After graduating from the program, Althea got a job in the main administrative office of Second Genesis. I often saw her at various functions and she would come back to the facility to talk to new residents. Every time I saw her she said, “Miss Sally, I still have my mask. It’s sitting on the table in my living room on the stand you gave me. Every time I get angry or frustrated and think about “picking up” [getting high] again, I go over, look at it, take it in my hands, and I cry because I remember what it was like before I found my recovery. It’s kept me honest and it’s kept me sober more than once. Nothing is worth going back to that life. Nothing.”
Conclusion
Until the advent of Alcoholics Anonymous in the 1930’s, most experts believed that addiction was untreatable (Alcoholics Anonymous, 1976; Cantopher in Waller & Mahony, 1999; Diamond, 2000). Once the 12 Step self-help process was accepted as the treatment of choice, experts believed that only intervention by other addicts was useful in addressing the problem. In the late 50’s, Therapeutic Communities came into acceptance as a treatment of choice for a certain set of entrenched addicts (Winship in Waller & Mahony, 1999). Not until the 1960’s did the Medical Model gain general acceptance (Gorski & Miller, 1998). This was followed in the late 1980’s and early 90’s with belief that addiction could be treated through psychotherapy or counseling (Diamond, 2000; Gorski & Miller, 1998; Groterath in Waller & Mahony, 1999).

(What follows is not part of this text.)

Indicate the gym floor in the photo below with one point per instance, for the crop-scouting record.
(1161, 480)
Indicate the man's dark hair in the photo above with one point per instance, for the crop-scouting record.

Each of these treatment paradigms sees addiction through a different lens: as a spiritual disconnection, a social disorder, a biological disease, or a psychological condition. In the case of systems therapists, like social workers and marriage and family therapists, it is seen as a biopsychosocial condition. Drama therapy and the other creative arts therapies come out of the biopsychosocial tradition, but bring in addition a holistic approach to the treatment of addiction that emphasizes creativity and health. Jacob Moreno, the founder of psychodrama, saw every human being as creative and capable of discovering their creative resources through interaction with others (Groterath in Waller & Mahony, 1999). Other founders and developers of creative arts therapy methods subscribe to similar beliefs. By focusing first on what is healthy within all the group members, nurturing that health through creative interactions within the group, and using these creative abilities to work through internal and external problems, clients begin to recover not only their sobriety, but also their sense of self, their power to act for positive goals as the protagonists in their own lives, and their ability to make a difference in the lives of others. Because of this unique strength-based and health-based approach which incorporates reparative interventions to heal the trauma and disconnects created by family of origin and addiction issues, it is my belief that the creative arts therapies should be offered as the first line of treatment offered to addicts.